As usual, the stained glass windows of the First United Methodist Church (specifically the rose windows) are more dynamic when viewed from the outside, especially after dark, than they appear from the interior. Like many churches and businesses in the downtown area, the tragic events of April 1995 led to an infusion of federal rebuilding dollars, leading the church not only to reconstruct its lost windows, but to expand manifold the original house of worship.
For the chapel (i.e. the other portion of the First Baptist Church to boast stained glass), you'll have to con a church official to walk you through the basement cafeteria and into a smaller, rectangular chamber. The chapel has no especial character or design in itself, but its 1950s era stained glass windows are better Biblical storytellers than the golden orbs in the main sanctuary.
This enormous complex covers an entire city block, but though the Gothic towers and other architectural flashes seem to suggest a rich interior throughout, many of the hallways and reading rooms are walled in unadorned sheet rock, and the cafeteria in the basement is among the most homely of soup kitchens. Of special interest to the visitor however is the main sanctuary, complete with its 1910 stained glass (north side), its tremendous 1989 pipe organ (to mark the 100th anniversary of the congregation here), and the great wooden beams that shape and support the high ceiling.
Non-denominational, the CityChurch attracts followers through its charismatic approach to the scriptures. An Oklahoma Supreme Court Justice and our own District Attorney are said to be members. Though damaged in the 1995 bombing, federal dollars helped to restore the interior to a somewhat pretentious but functional appearance, if you can overlook the gilt capitals to praise its wonderful acoustics. The CityChurch offices are directly south of the church on 10th street. An official there will be happy to show you the interior of this 1910 structure.
On the western side of the Oklahoma City National Memorial stands the prominent red-brick steeple of St Joseph's Cathedral. Before the bombing in 1995, this grand church was reputedly the most significant old-fashioned religious structure in Oklahoma City. Built in the first quarter of the 20th century and later listed on the national register for historic sites, the stained glass was unparalleled and the exterior exquisitely detailed. After the Murrah blast, which all but hollowed St Joseph's, the new construction lost a lot of its former distinction, but happily the Gothic steeple rises again.
Since its reconstruction, the First United Methodist Church enjoys a distinguished profile in the downtown area. Sporting a significant rose window both on the front facade and its western side, the stained-glass representations contest the stained-glass windows of the First Baptist Church in this regard. The effects are particularly sharp at night.
Directly east of the Oklahoma City National Memorial stands the First United Methodist Church, which has occupied this site since the Land Run of 1889. For a congregation dedicated to remaining an urban church, the disappearance of the family from the city to the country in the 1960s saw the church's toughest period until 1995, when the bomb that destroyed the Murrah Building displaced the congregation for three years.

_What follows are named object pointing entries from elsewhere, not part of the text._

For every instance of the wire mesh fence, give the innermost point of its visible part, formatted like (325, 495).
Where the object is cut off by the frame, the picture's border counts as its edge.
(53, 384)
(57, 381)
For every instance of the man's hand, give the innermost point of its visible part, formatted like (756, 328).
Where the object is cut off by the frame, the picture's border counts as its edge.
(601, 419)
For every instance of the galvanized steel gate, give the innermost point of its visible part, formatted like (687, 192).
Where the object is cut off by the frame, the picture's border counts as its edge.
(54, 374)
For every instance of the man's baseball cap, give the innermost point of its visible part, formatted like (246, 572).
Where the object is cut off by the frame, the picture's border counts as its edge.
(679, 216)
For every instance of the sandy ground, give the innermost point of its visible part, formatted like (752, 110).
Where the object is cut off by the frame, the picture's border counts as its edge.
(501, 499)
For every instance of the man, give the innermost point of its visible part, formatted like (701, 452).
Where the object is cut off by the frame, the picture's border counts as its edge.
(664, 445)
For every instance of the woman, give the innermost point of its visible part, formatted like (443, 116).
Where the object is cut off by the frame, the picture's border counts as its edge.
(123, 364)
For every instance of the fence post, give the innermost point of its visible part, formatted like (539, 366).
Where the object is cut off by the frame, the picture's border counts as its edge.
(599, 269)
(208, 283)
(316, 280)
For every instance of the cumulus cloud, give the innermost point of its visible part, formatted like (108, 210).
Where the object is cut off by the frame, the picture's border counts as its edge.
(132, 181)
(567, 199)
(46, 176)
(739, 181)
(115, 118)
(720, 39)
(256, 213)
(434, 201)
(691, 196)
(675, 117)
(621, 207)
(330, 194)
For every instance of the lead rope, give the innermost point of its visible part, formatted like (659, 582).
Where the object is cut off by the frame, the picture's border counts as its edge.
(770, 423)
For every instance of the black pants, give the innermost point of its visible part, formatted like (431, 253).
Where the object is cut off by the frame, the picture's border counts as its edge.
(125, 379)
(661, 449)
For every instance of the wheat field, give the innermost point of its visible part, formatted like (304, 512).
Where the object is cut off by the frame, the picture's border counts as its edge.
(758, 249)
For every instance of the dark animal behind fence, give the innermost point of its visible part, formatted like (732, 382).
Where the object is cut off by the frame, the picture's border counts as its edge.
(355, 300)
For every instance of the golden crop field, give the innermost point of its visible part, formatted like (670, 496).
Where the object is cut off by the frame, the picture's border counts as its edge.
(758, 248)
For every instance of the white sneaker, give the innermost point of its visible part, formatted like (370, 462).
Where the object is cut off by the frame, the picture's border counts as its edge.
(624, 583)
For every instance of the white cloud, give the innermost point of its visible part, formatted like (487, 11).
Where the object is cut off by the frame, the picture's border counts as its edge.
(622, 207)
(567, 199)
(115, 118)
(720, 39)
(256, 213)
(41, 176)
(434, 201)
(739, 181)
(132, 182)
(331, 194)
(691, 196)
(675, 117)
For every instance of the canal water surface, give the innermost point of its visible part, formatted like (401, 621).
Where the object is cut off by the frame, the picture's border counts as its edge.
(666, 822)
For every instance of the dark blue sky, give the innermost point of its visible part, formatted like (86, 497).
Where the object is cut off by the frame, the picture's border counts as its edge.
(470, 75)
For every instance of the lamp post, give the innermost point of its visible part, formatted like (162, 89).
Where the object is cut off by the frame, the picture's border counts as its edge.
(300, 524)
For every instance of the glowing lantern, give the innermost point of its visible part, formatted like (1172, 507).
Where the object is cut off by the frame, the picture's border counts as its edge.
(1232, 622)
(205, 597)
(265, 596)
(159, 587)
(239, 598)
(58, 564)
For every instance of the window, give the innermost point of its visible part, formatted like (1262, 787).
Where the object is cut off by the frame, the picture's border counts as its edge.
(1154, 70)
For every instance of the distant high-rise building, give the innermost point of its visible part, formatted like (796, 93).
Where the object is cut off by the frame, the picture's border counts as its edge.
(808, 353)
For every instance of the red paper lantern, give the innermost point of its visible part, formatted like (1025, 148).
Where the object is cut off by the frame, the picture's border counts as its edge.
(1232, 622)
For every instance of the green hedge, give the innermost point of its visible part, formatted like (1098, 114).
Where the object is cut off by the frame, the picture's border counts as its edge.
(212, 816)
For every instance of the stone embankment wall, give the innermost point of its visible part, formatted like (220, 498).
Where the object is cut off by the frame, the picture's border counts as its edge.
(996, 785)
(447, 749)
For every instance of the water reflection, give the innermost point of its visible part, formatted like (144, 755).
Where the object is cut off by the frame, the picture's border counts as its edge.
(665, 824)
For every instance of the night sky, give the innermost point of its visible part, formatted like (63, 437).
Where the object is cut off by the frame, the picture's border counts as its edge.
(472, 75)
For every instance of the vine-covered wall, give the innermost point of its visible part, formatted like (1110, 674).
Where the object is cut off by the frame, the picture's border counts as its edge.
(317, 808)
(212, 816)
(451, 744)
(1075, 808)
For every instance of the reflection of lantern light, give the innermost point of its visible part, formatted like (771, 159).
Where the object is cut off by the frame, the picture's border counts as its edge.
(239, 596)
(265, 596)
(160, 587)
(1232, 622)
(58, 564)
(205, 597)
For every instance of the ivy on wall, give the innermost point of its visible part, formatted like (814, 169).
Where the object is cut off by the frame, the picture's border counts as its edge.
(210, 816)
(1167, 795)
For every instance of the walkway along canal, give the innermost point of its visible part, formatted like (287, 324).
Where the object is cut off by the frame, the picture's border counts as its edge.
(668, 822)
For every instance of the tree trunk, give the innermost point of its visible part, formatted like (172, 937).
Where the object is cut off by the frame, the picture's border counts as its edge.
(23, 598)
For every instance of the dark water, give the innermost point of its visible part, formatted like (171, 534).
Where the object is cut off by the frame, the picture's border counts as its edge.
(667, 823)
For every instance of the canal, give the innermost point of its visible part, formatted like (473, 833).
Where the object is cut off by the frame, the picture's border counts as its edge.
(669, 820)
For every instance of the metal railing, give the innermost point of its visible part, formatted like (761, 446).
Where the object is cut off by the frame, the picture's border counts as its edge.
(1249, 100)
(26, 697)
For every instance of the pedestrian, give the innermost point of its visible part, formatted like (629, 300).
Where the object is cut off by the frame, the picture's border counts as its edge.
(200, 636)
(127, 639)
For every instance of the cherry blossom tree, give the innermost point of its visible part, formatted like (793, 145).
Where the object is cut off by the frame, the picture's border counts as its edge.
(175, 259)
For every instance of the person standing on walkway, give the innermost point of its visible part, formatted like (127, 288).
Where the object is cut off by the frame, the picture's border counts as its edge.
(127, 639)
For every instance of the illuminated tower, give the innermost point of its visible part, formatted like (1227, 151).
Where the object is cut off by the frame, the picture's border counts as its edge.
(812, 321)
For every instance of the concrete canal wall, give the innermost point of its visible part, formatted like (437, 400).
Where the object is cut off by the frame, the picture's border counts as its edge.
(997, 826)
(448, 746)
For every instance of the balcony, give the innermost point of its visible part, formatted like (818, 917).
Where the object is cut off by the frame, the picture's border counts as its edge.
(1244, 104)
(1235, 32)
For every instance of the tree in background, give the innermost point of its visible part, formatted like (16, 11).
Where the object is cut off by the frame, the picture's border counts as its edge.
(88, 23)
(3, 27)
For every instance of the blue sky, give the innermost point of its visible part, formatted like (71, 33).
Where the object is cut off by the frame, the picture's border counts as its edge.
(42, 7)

The church has since been essentially rebuilt and significantly enlarged.
While its neo-Gothic towers dominate the neighborhood, the details of the First Baptist Church are more pretentious than real. By night its illumination is poor, almost nonexistent. Its buttresses are merely shaped pilasters, and many other niches or flourishes are decorative only. Its true dignity rests in its towers and in its sumptuous windows, both within and without.